The qualitative study is made with different user profiles. The table 4 presents 30 users and page 18 line 47 mentions 31 users. As far as I understand, only The scenario 1 compares 2 systems with the crawler mAuth. The two others evaluation scenarios are focused on the usability of mAuth. The evaluation is based on some google form that user fills in. The scale from 1 to 5 is used. Figure 5 needs colors to be more understandable.

I do not understand why the authors have preferred to build some snapshot of some attributions than a new knowledge graph storing all attributions. It would be more easy to compute the veracity of the attributions if the knowledge graph is completed. The whole knowledge graph could provide some information about who influence who. The evolution of attributions seems to be out of the scope of the presented work. Evolution can be an indication of the attribution quality. I needs some explanations about this choice. I understand that attributions have evolved, that is the reason why trust is complicated to evaluate. As far as I understand the hico model does not care about evolution of attribution.

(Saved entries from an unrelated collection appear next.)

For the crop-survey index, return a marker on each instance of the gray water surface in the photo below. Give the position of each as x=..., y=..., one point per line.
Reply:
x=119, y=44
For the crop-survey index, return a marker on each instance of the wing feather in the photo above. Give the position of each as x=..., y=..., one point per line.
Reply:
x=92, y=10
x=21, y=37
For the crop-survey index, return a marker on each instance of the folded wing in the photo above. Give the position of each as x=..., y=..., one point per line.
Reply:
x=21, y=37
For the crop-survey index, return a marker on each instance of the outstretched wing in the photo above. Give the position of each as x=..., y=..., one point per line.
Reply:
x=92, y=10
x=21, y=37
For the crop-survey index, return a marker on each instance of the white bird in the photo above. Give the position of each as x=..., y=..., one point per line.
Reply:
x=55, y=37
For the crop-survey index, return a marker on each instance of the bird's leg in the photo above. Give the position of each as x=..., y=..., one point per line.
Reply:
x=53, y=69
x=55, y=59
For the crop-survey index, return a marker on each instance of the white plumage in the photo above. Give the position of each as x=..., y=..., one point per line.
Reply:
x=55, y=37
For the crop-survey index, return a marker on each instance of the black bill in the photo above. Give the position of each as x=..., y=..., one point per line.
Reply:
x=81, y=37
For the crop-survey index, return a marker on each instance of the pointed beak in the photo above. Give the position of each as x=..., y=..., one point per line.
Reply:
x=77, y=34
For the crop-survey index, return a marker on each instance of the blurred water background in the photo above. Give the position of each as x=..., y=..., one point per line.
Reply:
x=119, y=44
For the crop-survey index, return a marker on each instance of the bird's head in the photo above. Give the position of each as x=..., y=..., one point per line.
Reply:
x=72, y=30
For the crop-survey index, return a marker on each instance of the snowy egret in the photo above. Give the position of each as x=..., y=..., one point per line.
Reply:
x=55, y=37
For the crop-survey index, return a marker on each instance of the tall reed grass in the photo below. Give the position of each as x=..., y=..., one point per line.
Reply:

The artwork attribution seems to be an original use case about LOD datasets querying. The paper presents a huge work. Unfortunately I need more explanations to be convinced by this work. I have some problems to understand the hico model and some trust metrics.

Review #3
By Allel Hadjali submitted on 18/Feb/2020
Major Revision
Review Comment:

This manuscript was submitted as 'full paper' and should be reviewed along the usual dimensions for research contributions which include (1) originality, (2) significance of the results, and (3) quality of writing.

The paper presents an approach to use semantic Web technologies for enabling trust-based retrieval mechanisms of artwork attributions in digital libraries. A use case is described as well.
The paper contains interesting ideas and it is written in an intelligible way. However, the paper seems as a set of factual descriptions and it terribly lacks formal/mathematical notions. Moreover, many of choices have been made with no justifications
Hereafter, some comments and remarks to improve the paper.
- In section 5, the temporal aspect of attributions is considered in the HiCO ontology. As you know, time is often of gradual /fuzzy nature. Did you represent this characteristic of time?
- In page 9, the reliability is rating between 1 and 10. Could you provide some justifications of this choice?
- In page 10, for reliability dimension, it measured on the basis of twenty two terms. Why this choice?
- I was somewhat surprising about the Boolean measure of domain expert score. It is well intuitive that this dimension is of gradual nature, i.e., a person is an expert of a given domain to some extent.
- In 6.4, several partial scores are obtained. For the ranking model, one needs a global score. I was wondering which the function/operator used to aggregate those partial scores.